The actions of Boards and Board members are becoming increasingly subject to both public and judicial scrutiny.  The string of collapsed finance companies, the “leaky building crisis” and it’s aftermath of litigation and the allegations of incompetence and conflict of interest swirling around some of the country’s Health Boards means that Board members must carefully consider the responsibilities that attach to their position. 

Governance and Management

A key to understanding the role of a Board and it’s members is the distinction between governance and management.  Whether your Board is for a large corporation or your local School Board of Trustees recognising the different but complementary roles of the Board and management is an important step to effective governance.  It is the role of the Board and it’s members to provide leadership, strategy and effective decision making, not day to day management.  The effective functioning of any entity requires the mutual trust and confidence of the Board and management.  Crucial to this relationship is having Board members that will provide an environment for management to do it’s job by doing their own.

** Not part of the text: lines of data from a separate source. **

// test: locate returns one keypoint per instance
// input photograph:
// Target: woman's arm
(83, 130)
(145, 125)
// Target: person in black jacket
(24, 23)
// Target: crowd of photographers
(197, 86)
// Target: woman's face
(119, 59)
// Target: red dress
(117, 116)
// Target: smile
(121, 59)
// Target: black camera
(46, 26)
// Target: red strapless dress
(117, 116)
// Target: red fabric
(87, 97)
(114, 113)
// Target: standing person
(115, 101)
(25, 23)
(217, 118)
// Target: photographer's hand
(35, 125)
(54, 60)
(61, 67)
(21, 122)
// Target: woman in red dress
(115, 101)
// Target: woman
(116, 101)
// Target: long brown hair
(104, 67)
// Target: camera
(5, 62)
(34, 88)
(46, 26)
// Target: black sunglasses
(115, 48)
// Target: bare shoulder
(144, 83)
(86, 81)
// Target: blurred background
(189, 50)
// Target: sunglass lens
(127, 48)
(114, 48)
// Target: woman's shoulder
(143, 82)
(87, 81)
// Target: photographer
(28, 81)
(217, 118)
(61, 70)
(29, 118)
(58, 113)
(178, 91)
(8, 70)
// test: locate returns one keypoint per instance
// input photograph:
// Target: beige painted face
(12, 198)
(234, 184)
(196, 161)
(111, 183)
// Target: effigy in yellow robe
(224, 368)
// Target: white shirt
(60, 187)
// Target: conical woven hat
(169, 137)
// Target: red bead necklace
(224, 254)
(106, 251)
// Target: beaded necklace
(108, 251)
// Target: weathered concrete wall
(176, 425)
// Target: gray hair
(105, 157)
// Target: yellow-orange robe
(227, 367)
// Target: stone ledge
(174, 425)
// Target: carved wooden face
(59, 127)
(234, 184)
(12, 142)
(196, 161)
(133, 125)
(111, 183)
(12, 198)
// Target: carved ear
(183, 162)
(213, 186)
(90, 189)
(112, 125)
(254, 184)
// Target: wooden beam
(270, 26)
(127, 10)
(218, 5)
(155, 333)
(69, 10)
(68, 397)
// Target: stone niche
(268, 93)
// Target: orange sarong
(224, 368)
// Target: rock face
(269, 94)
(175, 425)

Know the Founding Document

Board members need to be aware of and in tune with the founding document or charter from which they obtain their authority to act.  Whether that is the Constitution of a company, a Trust Deed for an incorporated body or by Statute or Regulation for a public body.  Board members need to be familiar with the objectives, rules and procedures that govern the operation of the Board.  Decisions made by a Board outside it’s charter or as a result of faulty procedure are open to challenge.

Comply with the Law

Compliance with the law is also crucial.  This is because Directors and Trustees can be held personally liable for financial or legal decisions made by their Boards where the Board has not followed correct procedures in reaching those decisions.  There is a risk of being charged with negligence or fraud if an organisation fails to comply with the laws that apply to it.  It is particularly important that the Board (and it’s Chairperson) is vigilant in following good practice and observing the relevant rules and procedures so that when a Board makes a decision that has serious consequences it can be shown that the Board has acted correctly.  A good understanding of meeting procedures is also important.

Recognise when help is needed

Board members are not expected to “know it all”.  The Board does, however, need to be able to recognise when it needs professional advice or assistance to aid decision making.  Board members need to ensure that they have the relevant information and advice before making decisions and Board members have a positive duty to ensure that, as a Board, they are adequately informed. 

Representation

Board members must also be able to differentiate between their own interests or the interests of a particular group that may have elected or appointed them to the Board and the interests of the organisation as a whole.  This does not mean that Board members are not entitled to represent those interests or express opinions.  It does mean that Board members must not blindly promote a particular view point or interest where that is clearly incompatible with the objectives of the organisation as a whole.  Having said this, and while high profile cases are a reminder to be conscientious and wary, a Board that does not provide leadership and direction to an organisation is of equally poor value as a Board that acts capriciously.  Decisions made solely on the basis of minimising risk can result in a Board that is hamstrung and without clear direction.

The Chairperson

If the success of an organisation depends on it’s Board the successful functioning of the Board depends on an effective Chairperson.  The role of a Chairperson has it’s own special responsibilities.  The Chairperson (if necessary guided by a secretary or senior management) is expected to steer the Board through the reefs and shoals of rules and procedures so that where decisions are reached they are arrived at correctly!   

To what extent are Board members expected to exercise their professional expertise?  The answer is not straightforward.  Case law holds professional Board members to a higher standard than might otherwise be expected where the issue does involve their expertise gained by exercising a particular profession.  Board members (especially Chairpersons) who exercise a particular profession can therefore be expected to apply the expertise they possess for the benefit of the organisation they lead. 

Conflicts of Interest

Board members are expected to avoid or properly manage conflicts of interest as and when they arise.  It is important that conflicted Board members not only exercise care to ensure that other interests do not influence their decision making to the detriment of the organisation but also that they are seen to be avoiding such situations.  Board members with a personal interest in the outcome of a decision must disclose their conflict of interest and, usually remove themselves from the decision making process even if the decision is a “no brainer”. 

Payment

High expectations are more likely to arise where Board members are paid in recognition of the skills the Board members bring to the Board.  If the Chairperson is paid at a higher level then the expectations will be even higher still.  Paid, or unpaid, Board members are accountable for the decisions that they make and their performance is going to be measured according to the experience they have, the profession that they exercise and the judgement they have shown in the course of carrying out their role on the Board.  The risk of litigation, not to mention the potential for damage to reputation, should be enough for every Board member to insist that good governance is not compromised in making decisions of significance for any organisation that relies on the good judgement and expertise of it’s Board.